When it comes to an equity bull market, much is made about when it's time to hit the exits. And it makes sense that people pay such close attention, because no one wants to be the last man standing as stocks come crashing down.

But Bank of America Merrill Lynch wants to address a less-discussed and possibly perilous outcome: leaving the stock market too soon.

On the surface, it may seem better to be safe than sorry. But BAML argues it actually costs investors more to leave too early than too late.

As the chart below shows, leaving stocks six months early costs a trader 14%, on average, compared to the 10% hit they'd absorb exiting equities six months late:

"Turning defensive early can be costly," James Barty, the firm's head of global cross-asset and European equity strategy, wrote in a client note. "The conclusion is pretty clear: investors should not cut their equity exposure early unless they're very confident that the end of the cycle is nigh."

To that end, it's very much Barty's view that the almost nine-year bull market in US stocks has further to run. And his outlook stems largely from his disagreement with one commonly cited bearish argument: that inflation is rising quickly, which will inevitably put pressure on stocks.

Barty notes that inflation "has room to rise," while pointing out that a measure known as the "OECD output gap" — calculated as the difference between actual and forecasted gross domestic product (GDP) — is also well below historical peaks.

"Everything we look at suggests that strong global growth remains intact," said Barty. "There is room for global growth to continue to run above-trend for some time. We suspect the end of the cycle is still some way off and we are therefore happy to continue to run our equity exposure, accepting that it will likely be a bumpier ride than in 2017."

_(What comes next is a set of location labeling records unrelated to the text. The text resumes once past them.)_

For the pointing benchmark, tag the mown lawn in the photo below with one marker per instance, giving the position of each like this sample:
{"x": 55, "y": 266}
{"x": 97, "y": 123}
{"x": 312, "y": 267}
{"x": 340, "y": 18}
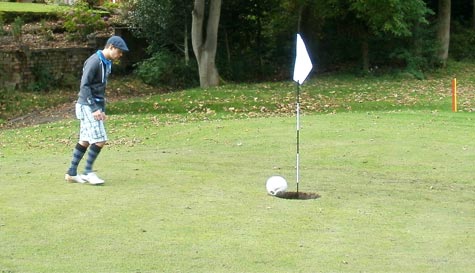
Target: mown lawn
{"x": 185, "y": 183}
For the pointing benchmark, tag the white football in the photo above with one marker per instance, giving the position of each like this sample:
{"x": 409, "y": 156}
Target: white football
{"x": 276, "y": 185}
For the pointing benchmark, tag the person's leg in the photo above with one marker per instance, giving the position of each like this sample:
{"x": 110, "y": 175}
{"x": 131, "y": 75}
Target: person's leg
{"x": 92, "y": 155}
{"x": 94, "y": 131}
{"x": 78, "y": 153}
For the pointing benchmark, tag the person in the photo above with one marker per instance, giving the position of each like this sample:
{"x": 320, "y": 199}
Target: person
{"x": 90, "y": 110}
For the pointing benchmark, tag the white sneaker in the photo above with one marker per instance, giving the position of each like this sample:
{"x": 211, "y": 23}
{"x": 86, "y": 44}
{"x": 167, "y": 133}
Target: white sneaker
{"x": 92, "y": 178}
{"x": 74, "y": 179}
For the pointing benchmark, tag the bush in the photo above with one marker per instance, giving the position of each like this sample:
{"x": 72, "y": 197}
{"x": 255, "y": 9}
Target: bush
{"x": 167, "y": 69}
{"x": 461, "y": 43}
{"x": 17, "y": 28}
{"x": 81, "y": 21}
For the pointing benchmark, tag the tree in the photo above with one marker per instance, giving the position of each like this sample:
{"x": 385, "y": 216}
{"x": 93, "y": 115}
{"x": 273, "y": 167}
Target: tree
{"x": 205, "y": 41}
{"x": 443, "y": 30}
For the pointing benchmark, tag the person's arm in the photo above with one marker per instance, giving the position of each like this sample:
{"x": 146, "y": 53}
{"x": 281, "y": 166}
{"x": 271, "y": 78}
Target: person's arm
{"x": 90, "y": 70}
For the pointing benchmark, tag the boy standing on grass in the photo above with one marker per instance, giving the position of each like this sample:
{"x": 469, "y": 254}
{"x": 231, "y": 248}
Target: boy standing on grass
{"x": 90, "y": 110}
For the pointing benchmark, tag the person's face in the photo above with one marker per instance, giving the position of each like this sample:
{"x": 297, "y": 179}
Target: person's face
{"x": 115, "y": 53}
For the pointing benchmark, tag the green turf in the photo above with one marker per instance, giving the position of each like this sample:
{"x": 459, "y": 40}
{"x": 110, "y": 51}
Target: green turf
{"x": 397, "y": 195}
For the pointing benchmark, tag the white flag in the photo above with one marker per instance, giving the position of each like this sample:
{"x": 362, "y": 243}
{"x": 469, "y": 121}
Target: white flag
{"x": 303, "y": 64}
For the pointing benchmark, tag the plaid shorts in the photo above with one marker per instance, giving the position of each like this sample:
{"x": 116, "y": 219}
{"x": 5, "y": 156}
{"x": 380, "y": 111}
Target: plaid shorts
{"x": 91, "y": 130}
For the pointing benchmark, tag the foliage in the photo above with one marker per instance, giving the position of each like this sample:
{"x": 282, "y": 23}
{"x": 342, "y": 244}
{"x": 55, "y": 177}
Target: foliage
{"x": 161, "y": 23}
{"x": 45, "y": 31}
{"x": 82, "y": 21}
{"x": 462, "y": 40}
{"x": 3, "y": 32}
{"x": 17, "y": 28}
{"x": 167, "y": 69}
{"x": 29, "y": 12}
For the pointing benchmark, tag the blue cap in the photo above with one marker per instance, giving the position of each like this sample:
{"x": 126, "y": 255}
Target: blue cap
{"x": 117, "y": 42}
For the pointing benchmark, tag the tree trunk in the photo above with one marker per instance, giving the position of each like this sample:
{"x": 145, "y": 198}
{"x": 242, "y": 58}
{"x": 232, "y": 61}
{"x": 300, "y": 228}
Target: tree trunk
{"x": 205, "y": 41}
{"x": 443, "y": 30}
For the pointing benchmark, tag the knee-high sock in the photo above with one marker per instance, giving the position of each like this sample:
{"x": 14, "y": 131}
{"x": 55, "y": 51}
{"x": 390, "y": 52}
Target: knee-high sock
{"x": 92, "y": 155}
{"x": 78, "y": 154}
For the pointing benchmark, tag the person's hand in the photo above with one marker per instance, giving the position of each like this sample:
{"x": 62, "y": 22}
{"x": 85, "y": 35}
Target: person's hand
{"x": 99, "y": 115}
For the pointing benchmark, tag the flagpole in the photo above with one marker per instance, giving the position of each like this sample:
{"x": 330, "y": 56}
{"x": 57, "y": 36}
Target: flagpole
{"x": 303, "y": 66}
{"x": 297, "y": 106}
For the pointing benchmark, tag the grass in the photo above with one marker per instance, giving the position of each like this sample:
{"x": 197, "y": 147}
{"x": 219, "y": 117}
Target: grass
{"x": 185, "y": 188}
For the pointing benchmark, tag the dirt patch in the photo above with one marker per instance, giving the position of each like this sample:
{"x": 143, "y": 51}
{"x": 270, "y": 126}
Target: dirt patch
{"x": 299, "y": 195}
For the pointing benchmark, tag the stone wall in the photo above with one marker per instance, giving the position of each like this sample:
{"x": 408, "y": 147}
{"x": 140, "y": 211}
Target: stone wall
{"x": 21, "y": 67}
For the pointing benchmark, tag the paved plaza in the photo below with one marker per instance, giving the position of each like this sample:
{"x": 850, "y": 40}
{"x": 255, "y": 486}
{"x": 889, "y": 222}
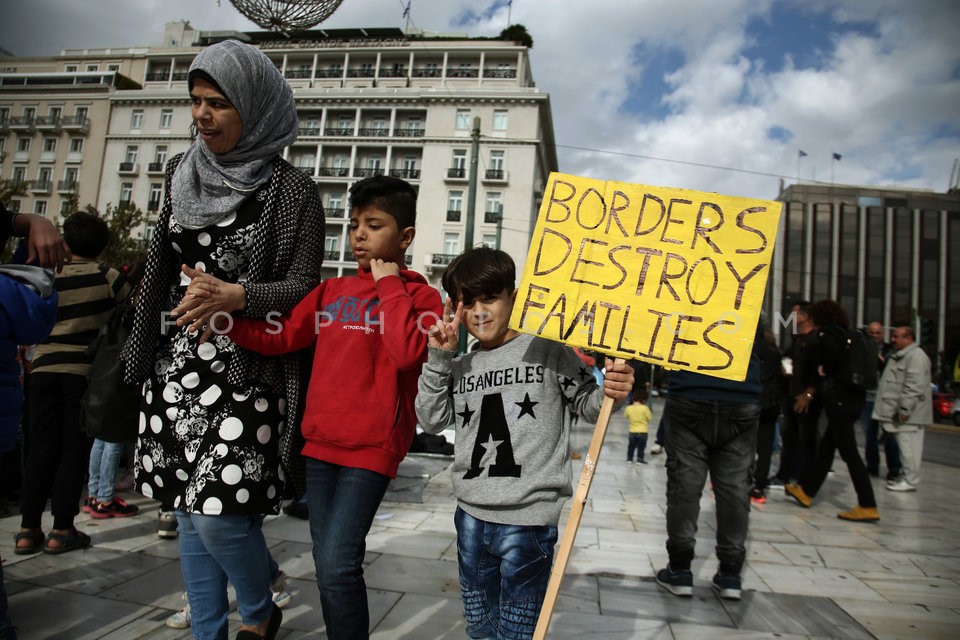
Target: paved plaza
{"x": 808, "y": 574}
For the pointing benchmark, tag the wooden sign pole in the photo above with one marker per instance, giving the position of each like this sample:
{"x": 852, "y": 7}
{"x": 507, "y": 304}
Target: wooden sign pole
{"x": 573, "y": 522}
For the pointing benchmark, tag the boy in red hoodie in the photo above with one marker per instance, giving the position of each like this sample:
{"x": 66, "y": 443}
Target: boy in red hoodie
{"x": 359, "y": 420}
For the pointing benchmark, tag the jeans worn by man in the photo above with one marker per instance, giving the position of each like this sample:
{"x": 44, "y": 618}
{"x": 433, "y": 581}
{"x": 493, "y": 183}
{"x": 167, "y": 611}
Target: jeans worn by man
{"x": 713, "y": 429}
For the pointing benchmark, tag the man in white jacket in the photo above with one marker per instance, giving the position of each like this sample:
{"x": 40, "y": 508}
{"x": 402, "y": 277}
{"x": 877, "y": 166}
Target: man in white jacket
{"x": 903, "y": 405}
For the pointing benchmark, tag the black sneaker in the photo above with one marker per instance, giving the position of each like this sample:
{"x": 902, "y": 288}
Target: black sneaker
{"x": 727, "y": 586}
{"x": 167, "y": 524}
{"x": 679, "y": 583}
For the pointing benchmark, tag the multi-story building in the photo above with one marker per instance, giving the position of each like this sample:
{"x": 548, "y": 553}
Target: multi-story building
{"x": 370, "y": 101}
{"x": 885, "y": 254}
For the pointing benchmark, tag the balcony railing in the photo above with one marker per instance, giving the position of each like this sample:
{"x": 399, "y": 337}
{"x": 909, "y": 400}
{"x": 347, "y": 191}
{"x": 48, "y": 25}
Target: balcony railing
{"x": 22, "y": 123}
{"x": 442, "y": 258}
{"x": 406, "y": 174}
{"x": 427, "y": 72}
{"x": 408, "y": 133}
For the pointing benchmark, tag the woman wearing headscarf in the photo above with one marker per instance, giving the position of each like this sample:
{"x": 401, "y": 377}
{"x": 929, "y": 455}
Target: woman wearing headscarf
{"x": 216, "y": 419}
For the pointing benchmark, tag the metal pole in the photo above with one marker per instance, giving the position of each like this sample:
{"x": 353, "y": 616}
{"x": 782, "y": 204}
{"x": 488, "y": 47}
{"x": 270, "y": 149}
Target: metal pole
{"x": 472, "y": 185}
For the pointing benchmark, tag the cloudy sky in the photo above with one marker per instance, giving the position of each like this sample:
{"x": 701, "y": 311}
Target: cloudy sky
{"x": 713, "y": 95}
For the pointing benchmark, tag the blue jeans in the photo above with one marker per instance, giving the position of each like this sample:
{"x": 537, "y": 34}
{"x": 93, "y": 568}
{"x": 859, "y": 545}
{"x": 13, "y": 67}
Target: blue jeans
{"x": 504, "y": 571}
{"x": 637, "y": 443}
{"x": 871, "y": 450}
{"x": 719, "y": 438}
{"x": 213, "y": 550}
{"x": 104, "y": 459}
{"x": 342, "y": 503}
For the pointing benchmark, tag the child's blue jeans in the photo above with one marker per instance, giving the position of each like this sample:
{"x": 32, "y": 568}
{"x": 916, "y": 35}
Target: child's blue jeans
{"x": 504, "y": 571}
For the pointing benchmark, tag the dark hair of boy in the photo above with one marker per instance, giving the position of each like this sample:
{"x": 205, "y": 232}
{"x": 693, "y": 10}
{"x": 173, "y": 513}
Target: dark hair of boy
{"x": 86, "y": 235}
{"x": 477, "y": 272}
{"x": 393, "y": 195}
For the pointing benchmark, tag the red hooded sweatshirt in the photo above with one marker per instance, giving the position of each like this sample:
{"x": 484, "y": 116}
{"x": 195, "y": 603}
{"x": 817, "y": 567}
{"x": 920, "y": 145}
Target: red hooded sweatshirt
{"x": 371, "y": 343}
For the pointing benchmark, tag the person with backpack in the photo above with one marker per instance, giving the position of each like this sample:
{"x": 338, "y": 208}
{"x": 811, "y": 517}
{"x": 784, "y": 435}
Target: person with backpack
{"x": 844, "y": 363}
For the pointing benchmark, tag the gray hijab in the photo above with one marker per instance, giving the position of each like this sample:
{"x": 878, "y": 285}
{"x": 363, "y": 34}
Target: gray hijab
{"x": 207, "y": 187}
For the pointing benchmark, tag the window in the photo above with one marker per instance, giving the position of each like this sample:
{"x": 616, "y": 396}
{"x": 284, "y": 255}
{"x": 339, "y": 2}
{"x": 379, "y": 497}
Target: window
{"x": 455, "y": 201}
{"x": 451, "y": 243}
{"x": 496, "y": 161}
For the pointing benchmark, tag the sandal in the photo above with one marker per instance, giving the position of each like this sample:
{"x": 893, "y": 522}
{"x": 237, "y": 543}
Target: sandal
{"x": 34, "y": 536}
{"x": 68, "y": 542}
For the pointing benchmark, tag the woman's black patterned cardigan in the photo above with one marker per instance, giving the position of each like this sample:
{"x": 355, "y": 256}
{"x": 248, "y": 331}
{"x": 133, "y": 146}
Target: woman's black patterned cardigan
{"x": 285, "y": 266}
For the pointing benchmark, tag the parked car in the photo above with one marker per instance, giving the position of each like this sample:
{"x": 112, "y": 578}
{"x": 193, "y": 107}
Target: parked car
{"x": 943, "y": 405}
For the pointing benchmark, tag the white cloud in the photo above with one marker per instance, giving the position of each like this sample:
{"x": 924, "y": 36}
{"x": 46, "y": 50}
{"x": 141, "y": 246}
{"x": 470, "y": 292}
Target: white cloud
{"x": 884, "y": 92}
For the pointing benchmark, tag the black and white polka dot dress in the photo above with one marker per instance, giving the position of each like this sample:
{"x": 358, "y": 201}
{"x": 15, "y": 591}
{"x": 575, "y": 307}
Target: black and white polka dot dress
{"x": 205, "y": 445}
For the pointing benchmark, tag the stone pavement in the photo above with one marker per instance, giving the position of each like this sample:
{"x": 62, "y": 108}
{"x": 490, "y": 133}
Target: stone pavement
{"x": 809, "y": 575}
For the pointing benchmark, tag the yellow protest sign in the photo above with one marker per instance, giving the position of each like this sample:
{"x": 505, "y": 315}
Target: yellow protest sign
{"x": 668, "y": 276}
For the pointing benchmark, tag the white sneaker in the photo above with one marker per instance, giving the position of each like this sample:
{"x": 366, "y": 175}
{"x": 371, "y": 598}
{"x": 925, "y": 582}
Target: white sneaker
{"x": 281, "y": 597}
{"x": 901, "y": 485}
{"x": 180, "y": 619}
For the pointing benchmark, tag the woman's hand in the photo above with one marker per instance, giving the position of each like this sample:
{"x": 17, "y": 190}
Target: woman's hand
{"x": 206, "y": 301}
{"x": 618, "y": 380}
{"x": 443, "y": 334}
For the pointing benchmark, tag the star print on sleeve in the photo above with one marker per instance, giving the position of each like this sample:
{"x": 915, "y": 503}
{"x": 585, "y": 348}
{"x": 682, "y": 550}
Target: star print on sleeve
{"x": 526, "y": 407}
{"x": 466, "y": 414}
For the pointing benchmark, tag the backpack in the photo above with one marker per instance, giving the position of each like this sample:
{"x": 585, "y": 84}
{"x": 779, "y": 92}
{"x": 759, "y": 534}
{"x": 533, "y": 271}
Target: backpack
{"x": 858, "y": 366}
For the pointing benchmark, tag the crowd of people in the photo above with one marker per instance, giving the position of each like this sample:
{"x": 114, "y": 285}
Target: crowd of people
{"x": 236, "y": 343}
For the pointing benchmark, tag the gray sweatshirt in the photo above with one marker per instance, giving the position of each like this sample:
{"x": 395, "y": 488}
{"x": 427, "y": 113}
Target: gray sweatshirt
{"x": 511, "y": 407}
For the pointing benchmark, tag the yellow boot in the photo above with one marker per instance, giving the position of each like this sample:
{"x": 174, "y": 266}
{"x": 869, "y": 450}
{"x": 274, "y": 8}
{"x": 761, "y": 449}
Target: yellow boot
{"x": 860, "y": 514}
{"x": 796, "y": 492}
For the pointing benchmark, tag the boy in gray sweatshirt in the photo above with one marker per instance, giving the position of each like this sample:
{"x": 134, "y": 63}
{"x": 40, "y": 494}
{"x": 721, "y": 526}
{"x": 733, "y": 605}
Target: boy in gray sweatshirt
{"x": 509, "y": 402}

Other strategists on Wall Street have highlighted similarly encouraging bullish arguments on US stocks in recent days. Dubravko Lakos-Bujas, JPMorgan's head of US equity strategy, says companies in the benchmark S&P 500 are on pace to execute more than $800 billion in gross share buybacks in 2018, which would shatter the previous annual record.

Considering buybacks have been a safety net of sorts for the stock market through the almost nine-year bull market — since they provide price accretion during periods devoid of other positive catalysts — this is great news for stock enthusiasts.

Still, regardless of when bulls do eventually decide to exit the stock market, they'd better make darn well sure the cycle is on its last legs.